← BACK

Case Study

Transactional Booking & Payment Platform

Payments • Webhooks • Concurrency

Images

Gallery unavailable.

Overview

Backend for Patagonia Dreams — a tourism operator with 180k+ passengers/year and 7,000+ five-star Google reviews. Built and led the platform from scratch: transactional reservations and payments (Mercado Pago, Stripe, Pix), multi-tenant backoffice, and bidirectional sync with an external activity panel. The core invariant: a reservation is only 'paid' when the webhook confirms it — never based on client state. Webhooks are HMAC-validated and processed idempotently by event_id. Availability is locked pessimistically (SELECT FOR UPDATE) to serialize concurrent bookings on the same slot. Identity via AWS Cognito with JWKS token verification; all critical config from AWS Secrets Manager. Stack: Django, DRF, PostgreSQL, AWS (SES, Cognito, Secrets Manager, ECR/K8s).

Architecture & Design

Transactional Flow Overview

Internal System
Internal System

System Invariants

  • ·A payment intent cannot transition from failed to succeeded.
  • ·Reservation "paid" is set only after a verified webhook; frontend and redirect cannot set it.
  • ·Webhook events are processed idempotently by provider event_id.
  • ·Availability for a slot is updated under pessimistic lock (SELECT FOR UPDATE); no optimistic commit.
  • ·Idempotency keys are scoped per client and stored; duplicate key returns original response.
  • ·Payment and reservation state changes for a webhook occur in a single database transaction.

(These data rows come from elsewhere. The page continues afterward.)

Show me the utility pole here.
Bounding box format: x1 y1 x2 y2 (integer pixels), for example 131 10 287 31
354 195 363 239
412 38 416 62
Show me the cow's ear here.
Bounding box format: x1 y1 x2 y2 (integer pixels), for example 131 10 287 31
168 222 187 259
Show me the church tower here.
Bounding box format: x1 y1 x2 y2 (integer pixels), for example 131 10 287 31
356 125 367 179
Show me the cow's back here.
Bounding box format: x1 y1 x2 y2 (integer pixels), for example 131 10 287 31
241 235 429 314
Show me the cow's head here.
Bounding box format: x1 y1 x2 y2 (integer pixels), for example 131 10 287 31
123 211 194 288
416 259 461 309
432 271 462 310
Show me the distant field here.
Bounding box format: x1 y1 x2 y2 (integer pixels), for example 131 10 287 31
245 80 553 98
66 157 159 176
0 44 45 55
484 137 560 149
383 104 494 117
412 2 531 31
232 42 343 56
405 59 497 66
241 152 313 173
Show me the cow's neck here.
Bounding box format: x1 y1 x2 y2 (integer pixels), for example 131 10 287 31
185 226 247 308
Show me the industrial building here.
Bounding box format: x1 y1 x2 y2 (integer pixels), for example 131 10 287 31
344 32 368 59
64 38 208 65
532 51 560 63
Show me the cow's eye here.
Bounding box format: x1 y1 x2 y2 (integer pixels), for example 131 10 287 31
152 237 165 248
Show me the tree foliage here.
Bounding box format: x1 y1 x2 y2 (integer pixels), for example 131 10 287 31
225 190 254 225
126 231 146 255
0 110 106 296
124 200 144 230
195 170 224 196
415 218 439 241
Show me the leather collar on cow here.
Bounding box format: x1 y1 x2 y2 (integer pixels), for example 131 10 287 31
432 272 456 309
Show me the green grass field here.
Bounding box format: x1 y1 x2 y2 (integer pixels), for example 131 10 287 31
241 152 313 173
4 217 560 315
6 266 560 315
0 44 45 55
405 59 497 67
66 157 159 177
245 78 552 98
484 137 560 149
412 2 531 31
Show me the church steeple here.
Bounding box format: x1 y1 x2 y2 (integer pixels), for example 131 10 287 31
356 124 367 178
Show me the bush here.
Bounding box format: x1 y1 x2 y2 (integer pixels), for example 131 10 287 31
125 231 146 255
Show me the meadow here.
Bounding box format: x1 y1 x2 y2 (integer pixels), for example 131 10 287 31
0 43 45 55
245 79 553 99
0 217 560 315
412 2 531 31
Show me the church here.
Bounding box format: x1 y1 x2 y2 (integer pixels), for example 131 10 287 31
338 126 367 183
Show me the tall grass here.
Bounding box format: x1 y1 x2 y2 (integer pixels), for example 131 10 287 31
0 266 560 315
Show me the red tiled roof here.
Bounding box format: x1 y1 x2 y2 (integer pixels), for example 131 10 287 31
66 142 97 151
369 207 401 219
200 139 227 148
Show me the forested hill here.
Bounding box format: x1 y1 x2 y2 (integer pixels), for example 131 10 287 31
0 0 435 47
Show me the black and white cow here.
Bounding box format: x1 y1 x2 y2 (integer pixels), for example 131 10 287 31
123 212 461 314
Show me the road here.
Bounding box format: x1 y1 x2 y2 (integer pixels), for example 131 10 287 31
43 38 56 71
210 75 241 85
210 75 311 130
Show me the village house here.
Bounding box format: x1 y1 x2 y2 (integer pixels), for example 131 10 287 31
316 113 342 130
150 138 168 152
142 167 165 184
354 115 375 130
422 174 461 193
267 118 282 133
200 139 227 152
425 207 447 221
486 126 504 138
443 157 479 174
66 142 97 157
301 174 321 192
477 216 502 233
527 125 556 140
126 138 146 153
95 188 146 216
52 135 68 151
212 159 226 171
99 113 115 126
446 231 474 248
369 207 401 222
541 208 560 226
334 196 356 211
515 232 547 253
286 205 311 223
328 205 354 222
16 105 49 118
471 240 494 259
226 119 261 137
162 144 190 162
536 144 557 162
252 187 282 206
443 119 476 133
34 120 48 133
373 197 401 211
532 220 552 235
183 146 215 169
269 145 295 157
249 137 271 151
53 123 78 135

Architecture Decision Records

  • ADR-01Webhooks as single source of truth for payment status — client redirect cannot set 'paid'
  • ADR-02Pessimistic locking (SELECT FOR UPDATE) on availability slot — concurrent bookings serialize, not race
  • ADR-03Idempotency keys on reservation creation; event_id deduplication on all incoming webhooks
  • ADR-04HMAC validation on every webhook payload before processing
  • ADR-05AWS Cognito as sole identity entry point; ID token verified with JWKS before trusting any user data
  • ADR-06All critical config via AWS Secrets Manager — no secrets in code or repo

Scale & Constraints

Request volume
Operator with 180k+ passengers/year. Online platform reservations + webhook bursts up to ~50/min on peak.
Concurrency
Pessimistic lock on availability row per slot; single writer for payment state. No cross-slot locking.
External dependencies
Mercado Pago, Stripe, Pix (payments); external activity Panel (availability, rates, and bidirectional booking sync); AWS Cognito, SES, Secrets Manager; Google (OAuth, My Business, Merchant Center); Meta. Webhooks are async; payment status only via webhook.
Failure modes
Provider timeout or webhook delay → reservation stays pending until webhook or manual reconciliation. Duplicate webhook → idempotent by event_id. Cognito/Panel down → degraded auth or catalog sync.
Data consistency
Single DB transaction for reservation + payment on webhook. Reservation "paid" only after webhook; frontend cannot set paid. Cognito ↔ Django user sync via get_or_create and ID token verification.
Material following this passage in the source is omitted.